Historically, genetic control of development was studied by mutagenesis. In this method, mutations are created at random throughout the genome by chemical mutagens or X-ray damage. Many individuals need to be screened for a phenotype altering the structure or developmental process under study. Then the affected gene must be mapped and characterized at the level of its DNA sequence. That process is laborious and prone to bias at levels of mutation and screening.
CRISPR/Cas9
CRISPR/Cas9 gene editing is a method that can be used to permanently alter DNA in live cells at specific targeted sequences. It relies on Cas9, which evolved for viral defense in the bacterium Streptococcus pyogenes. Cas9 is an endonuclease, which can cut the phosphodiester bonds on both strands of DNA, producing a double-strand break. Unlike other endonucleases, Cas9 is directed to cut DNA by a short guide RNA. In Strep. pyogenes this guide consists of two separate RNAs. A tracrRNA has a sequence that is recognized and bound by Cas9. This component is generic.
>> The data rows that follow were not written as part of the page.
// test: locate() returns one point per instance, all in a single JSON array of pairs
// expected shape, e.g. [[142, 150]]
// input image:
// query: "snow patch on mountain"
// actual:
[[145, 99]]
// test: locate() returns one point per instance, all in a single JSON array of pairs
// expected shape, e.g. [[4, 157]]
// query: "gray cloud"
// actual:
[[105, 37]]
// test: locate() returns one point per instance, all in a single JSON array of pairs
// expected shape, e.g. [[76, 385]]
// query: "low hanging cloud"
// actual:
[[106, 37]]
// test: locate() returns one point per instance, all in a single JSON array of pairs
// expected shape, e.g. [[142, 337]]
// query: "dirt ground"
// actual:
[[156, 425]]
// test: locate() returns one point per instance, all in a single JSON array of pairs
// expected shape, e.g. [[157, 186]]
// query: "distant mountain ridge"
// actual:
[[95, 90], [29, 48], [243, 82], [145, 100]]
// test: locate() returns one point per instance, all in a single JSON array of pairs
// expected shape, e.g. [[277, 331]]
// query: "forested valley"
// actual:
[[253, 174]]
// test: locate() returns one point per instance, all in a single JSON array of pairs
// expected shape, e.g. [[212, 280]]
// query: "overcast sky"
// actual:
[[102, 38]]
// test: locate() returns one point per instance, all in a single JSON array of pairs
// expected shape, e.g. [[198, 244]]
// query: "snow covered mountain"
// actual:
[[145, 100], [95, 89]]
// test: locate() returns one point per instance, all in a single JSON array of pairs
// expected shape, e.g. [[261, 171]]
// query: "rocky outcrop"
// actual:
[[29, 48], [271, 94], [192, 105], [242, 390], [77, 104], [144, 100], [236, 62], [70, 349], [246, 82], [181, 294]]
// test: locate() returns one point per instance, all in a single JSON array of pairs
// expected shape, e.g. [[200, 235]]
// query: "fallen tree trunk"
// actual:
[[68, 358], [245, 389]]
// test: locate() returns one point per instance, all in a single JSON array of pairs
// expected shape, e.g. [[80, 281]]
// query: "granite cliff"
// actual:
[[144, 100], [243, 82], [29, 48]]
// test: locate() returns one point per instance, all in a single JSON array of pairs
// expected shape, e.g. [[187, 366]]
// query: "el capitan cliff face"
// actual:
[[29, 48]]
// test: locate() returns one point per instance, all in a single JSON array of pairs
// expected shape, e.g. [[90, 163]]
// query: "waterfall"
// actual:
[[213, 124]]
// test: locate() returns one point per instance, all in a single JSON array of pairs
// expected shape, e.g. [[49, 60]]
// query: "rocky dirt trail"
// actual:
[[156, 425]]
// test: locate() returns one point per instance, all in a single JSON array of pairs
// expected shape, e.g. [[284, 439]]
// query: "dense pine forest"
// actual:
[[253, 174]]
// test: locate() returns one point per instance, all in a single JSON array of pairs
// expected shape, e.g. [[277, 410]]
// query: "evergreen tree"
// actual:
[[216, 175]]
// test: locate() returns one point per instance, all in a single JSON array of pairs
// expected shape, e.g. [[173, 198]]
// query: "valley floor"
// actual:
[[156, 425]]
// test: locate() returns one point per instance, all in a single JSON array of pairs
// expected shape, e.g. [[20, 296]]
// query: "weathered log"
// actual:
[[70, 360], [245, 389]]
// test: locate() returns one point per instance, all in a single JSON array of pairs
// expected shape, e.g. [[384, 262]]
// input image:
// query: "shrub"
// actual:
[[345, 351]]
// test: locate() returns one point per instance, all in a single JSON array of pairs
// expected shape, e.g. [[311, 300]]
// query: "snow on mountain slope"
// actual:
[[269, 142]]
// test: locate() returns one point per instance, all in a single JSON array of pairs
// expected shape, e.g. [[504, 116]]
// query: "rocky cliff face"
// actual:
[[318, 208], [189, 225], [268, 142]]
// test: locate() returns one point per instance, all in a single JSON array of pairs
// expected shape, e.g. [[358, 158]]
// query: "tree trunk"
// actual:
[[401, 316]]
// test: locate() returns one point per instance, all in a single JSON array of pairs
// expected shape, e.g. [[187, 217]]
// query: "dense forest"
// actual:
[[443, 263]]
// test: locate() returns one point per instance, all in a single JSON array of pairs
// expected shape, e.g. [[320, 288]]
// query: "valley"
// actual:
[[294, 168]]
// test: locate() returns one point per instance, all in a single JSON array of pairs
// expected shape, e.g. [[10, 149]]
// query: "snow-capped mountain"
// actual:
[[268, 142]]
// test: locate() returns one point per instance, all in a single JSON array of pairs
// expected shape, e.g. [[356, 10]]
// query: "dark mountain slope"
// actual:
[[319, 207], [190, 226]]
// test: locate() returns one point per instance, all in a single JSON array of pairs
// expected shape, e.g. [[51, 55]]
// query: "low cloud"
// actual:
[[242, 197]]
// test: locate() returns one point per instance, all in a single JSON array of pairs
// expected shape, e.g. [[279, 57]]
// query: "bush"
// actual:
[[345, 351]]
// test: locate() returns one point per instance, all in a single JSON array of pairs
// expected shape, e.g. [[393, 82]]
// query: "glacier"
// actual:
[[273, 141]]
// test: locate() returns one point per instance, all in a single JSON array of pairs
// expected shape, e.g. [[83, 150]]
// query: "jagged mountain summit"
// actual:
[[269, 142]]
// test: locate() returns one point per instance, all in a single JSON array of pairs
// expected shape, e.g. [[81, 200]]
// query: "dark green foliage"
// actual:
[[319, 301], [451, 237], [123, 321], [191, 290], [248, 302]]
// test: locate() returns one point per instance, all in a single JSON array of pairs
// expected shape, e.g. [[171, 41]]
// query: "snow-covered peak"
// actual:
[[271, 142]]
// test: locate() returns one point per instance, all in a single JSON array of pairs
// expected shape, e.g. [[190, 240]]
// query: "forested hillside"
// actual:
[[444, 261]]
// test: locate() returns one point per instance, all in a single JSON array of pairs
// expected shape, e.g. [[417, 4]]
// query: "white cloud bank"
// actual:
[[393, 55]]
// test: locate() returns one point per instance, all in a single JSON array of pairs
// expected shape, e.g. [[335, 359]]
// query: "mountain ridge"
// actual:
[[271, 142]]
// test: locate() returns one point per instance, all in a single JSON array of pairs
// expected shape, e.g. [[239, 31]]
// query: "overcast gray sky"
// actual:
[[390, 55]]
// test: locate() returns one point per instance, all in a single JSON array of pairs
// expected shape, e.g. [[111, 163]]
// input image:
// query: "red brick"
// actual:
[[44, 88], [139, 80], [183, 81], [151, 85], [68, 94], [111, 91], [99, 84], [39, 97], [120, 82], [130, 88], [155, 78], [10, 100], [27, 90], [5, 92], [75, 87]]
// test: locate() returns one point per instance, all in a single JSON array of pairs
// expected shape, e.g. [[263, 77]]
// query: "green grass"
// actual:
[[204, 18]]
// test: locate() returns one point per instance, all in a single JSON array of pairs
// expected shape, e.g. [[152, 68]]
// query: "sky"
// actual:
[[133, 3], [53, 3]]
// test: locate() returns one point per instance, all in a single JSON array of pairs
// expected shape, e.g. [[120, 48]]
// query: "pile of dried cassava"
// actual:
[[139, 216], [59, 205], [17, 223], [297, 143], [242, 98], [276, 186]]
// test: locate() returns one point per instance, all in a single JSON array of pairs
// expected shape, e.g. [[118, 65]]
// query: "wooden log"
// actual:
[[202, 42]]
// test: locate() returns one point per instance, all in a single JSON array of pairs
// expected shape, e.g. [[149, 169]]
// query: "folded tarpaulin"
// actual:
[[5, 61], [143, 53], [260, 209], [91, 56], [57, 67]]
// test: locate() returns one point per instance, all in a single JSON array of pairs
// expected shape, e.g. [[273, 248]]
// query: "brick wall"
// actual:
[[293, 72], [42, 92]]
However, a crRNA has a 3$^\prime$ region of base complementary to the tracrRNA and a 5$^\prime$ sequence that targets the Cas9/RNA complex to a specific DNA sequence. In Strep. pyogenes the crRNA sequence is derived from viral genes that have previously infected the cell. In this way the bacterium is able to recognize and destroy new, invading viral DNA (Barrangou 2015).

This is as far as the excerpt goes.